Lastly, it could be useful if you could provide an example of what the N1QL response looks like in cbq, see if there is something in there that could make the parser fail ):

mlblount45 · September 15, 2016, 7:18am

This was moved to a private discussion but here is the Gist…

From me
"Looks like I may have found the Issue … it has to do with the parameterization of the values in the IN clause I made [changes hardcoding the in clause values] and the query was able to run as fast as CBQ. is my only option to drop parameterizing? as I said before I even get this bug in sdk 2.3.3 so its there on latest as well…"

From simon
if you saw that behavior with curl, then it is not a SDK bug (which relieves me ) but rather something on the server side, either on the index service or query service. So it’s not unexpected that even the latest SDK would display the bug.

good news is you have a workaround (don’t use parameterized for IN clause).

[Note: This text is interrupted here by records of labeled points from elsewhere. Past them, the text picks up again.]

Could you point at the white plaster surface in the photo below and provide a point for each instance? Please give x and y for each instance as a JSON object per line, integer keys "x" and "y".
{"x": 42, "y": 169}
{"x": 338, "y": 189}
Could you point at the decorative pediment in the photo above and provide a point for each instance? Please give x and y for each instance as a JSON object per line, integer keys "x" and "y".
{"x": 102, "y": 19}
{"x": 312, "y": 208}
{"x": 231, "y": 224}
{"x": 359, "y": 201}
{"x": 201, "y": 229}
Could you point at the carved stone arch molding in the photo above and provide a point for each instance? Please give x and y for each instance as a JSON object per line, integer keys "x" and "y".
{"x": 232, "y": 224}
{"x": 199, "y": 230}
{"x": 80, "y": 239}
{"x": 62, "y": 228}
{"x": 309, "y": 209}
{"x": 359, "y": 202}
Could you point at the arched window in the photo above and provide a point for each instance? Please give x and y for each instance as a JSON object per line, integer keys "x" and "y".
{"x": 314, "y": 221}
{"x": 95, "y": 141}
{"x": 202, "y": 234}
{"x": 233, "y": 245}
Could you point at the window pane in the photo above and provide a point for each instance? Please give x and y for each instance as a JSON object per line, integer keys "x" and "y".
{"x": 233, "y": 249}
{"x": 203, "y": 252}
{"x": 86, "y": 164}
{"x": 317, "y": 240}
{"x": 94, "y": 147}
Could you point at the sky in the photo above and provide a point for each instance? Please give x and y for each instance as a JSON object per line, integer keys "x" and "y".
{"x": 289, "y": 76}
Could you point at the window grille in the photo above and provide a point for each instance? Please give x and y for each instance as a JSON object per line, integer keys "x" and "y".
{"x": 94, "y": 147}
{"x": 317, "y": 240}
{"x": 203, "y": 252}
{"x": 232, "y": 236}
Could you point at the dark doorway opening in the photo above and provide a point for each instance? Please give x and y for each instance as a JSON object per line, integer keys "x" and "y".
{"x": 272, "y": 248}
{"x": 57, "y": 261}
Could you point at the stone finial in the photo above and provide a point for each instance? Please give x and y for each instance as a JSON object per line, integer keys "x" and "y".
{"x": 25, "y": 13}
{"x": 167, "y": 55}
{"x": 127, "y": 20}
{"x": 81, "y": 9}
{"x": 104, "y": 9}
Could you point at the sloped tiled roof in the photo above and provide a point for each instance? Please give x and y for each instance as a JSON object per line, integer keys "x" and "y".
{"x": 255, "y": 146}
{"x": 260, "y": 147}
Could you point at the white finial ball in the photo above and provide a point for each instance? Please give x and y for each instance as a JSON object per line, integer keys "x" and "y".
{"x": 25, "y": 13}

maybe we can move the discussion back into the public topic? report there that you found the IN clause in a parameterized query was causing a timeout, even when querying via curl?

_prasad _geraldss _keshav_m it sounds like a bug to me doesn’t it?

From marcog
"the underlying issue is that once you put the IN values in a parameter, the optimiser can’t assume the IN clause only has one value.
Since experienceId leads the index, we can only use an equality to travel down the index and start counting the keys that apply because we would have to skip and scan.
I would suggest creating the index as (docType, publishTimestamp, parentMsgId), that way we can still scan the index on the conditions set on docType, publishTimestamp, and apply the filter on experienceId later on in the pipeline."

Final outcome:
I took marcos suggestion and moved the parentMsgId to the end of the indexed fields. This bought me a small performance but in order to solve the bigger problem I had to remove the parameterization from the IN clause. This Optimized my queries from about 700 Seconds to 16 seconds.

geraldss · September 15, 2016, 5:55pm

What is your target performance number? Let’s get it to that…